Next Question: What's A Publishing App?

We created subscriptions for publishing apps, not SaaS apps.

—email attributed to Steve Jobs

There’s been so much confusion in the wake of Apple’s new subscription billing policy for apps that Steve Jobs felt the need to issue the proclamation above via his preferred method, a personal email. (It’s his version of the burning bush). While Apple’s new policy clearly states that all subscriptions for purchasing “content, functionality, or services in an app” must go through Apple, Jobs suggests that Apple will make a distinction between “publishing apps” and “SaaS apps” (software as a service). Apps like Salesforce or Evernote, for example, operate under an SaaS subscription, and are available to the same subscribers on the Web and other devices besides the iPhone.

Apple appears to be backtracking here. As I suggested on Friday in a Fly or Die video with Rhapsody’s president Jon irwin (who offers a music streaming subscription app on the iPhone), Apple’s initial broad-stroke rule may very well have been a trial balloon. The subscription billing system was obviously designed with media apps in mind, particularly publications. Maybe Apple won’t apply it to other types of subscription apps. Indeed, this latest email from Jobs appears to signal that Apple is adjusting to the market reaction.

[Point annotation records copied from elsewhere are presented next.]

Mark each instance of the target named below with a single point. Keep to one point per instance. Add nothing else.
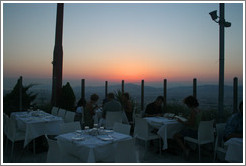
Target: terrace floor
(151, 155)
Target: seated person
(111, 105)
(234, 126)
(191, 125)
(154, 108)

The stakes here are very high. Apple cannot afford to alienate the mass of developers with existing or future subscription apps. As Instapaper founder Marco Arment writes:

A broad, vague, inconsistently applied, greedy, and unjustifiable rule doesn’t make developers want to embrace the platform.

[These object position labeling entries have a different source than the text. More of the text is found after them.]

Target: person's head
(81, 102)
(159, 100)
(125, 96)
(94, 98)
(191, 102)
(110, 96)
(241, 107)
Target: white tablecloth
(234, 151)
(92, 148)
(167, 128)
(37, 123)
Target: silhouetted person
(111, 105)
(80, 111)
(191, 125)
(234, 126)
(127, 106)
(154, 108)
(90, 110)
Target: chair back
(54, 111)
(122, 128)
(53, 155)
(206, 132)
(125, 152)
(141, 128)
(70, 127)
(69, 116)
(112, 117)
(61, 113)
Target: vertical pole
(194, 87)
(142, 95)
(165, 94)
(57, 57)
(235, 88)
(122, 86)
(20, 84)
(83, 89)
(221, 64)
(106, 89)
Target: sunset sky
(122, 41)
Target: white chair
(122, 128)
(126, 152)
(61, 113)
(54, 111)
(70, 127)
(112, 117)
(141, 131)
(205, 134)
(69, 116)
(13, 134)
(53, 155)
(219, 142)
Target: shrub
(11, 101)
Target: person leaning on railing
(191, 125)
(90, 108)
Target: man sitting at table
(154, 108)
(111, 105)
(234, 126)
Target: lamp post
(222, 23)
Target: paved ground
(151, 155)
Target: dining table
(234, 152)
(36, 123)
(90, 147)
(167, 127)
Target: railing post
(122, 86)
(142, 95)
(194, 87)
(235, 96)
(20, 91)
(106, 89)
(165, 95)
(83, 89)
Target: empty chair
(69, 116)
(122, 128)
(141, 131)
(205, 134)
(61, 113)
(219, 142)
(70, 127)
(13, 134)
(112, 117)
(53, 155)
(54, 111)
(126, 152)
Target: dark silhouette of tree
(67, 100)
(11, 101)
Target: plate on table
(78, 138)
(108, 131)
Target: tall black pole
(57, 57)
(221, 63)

The line now seems to be drawn between publishing apps and other kinds of subscription apps that are more like software. For the most part, that does make things clearer. Salesforce probably doesn’t have to worry about pulling its app from the iPhone.

But the next question is: What exactly isa publishing app? Obviously, apps that look like traditional print publications like The Daily, magazine apps, or the New York Times app once it goes to a subscription model all fall under the new rule. So too do apps like the recently-rejected Readability, which serves up repurposed content from across the Web without ads for a subscription. By that logic, any news reader apps that charge a subscription would fall under that rule as well.

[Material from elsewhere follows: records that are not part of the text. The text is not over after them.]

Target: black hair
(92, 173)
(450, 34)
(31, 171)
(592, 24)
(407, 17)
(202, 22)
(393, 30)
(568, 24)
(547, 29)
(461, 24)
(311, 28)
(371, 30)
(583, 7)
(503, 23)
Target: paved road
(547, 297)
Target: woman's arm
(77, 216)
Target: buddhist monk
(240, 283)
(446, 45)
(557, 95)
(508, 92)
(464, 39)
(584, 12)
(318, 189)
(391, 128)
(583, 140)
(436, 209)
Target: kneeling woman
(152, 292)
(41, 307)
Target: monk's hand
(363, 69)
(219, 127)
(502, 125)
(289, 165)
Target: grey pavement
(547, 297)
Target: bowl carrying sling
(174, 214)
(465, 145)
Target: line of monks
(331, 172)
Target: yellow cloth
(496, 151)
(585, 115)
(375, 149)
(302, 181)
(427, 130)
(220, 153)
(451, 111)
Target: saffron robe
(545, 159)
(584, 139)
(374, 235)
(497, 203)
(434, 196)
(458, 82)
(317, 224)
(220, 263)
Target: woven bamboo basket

But what is a news publishing app? They are clearly news-reading software. And what if Twitter or a Twitter client started charging subscriptions? Are those publishing apps or a communications apps? Just think about Flipboard or Pulse, which transform Twitter and other feeds into a dynamic, realtime, personalized publication. If those apps started charging subscriptions (both are currently free), I bet they would have to go through Apple’s subscription system just like Readability.

Okay, so any app that involves reading the news is a publishing app. Maybe. What about other media apps like music (Rhapsody, Rdio, MOG) or movies (Netflix) which require a subscription? Rhapsody doesn’t “publish” music, it just streams it. Netflix doesn’t make movies, it just delivers them. Apple still hasn’t clarified how it will treat these types of media subscription apps. But in my mind those are not publishing apps and thus should not be subject to the new rules.

Finally, what about personal publishing apps delivered as a service? One example of a popular app that offers both free and subscription versions is Evernote, which could be considered a form of personal publishing. Evernote lets you publish photos, notes, Web clips and other digital detritus to your own personal stream, which can remain private or be shared. It charges a subscription for extra features such as supporting larger uploads, more file types, and better collaboration tools. Those are all software features, but the end result is a personal publication of sorts. The difference is that Evernote isn’t charging for the content, it is charging for the software features.

And maybe that is the line Jobs is drawing, but it is a line that won’t last long. The most successful publishing apps will look increasingly like other apps, with software features that take them beyond glorified PDF readers. Smart publishers might even start charging subscription fees to unlock those extra features—3D photos, social news filters, augmented reality layers—instead of for the content itself.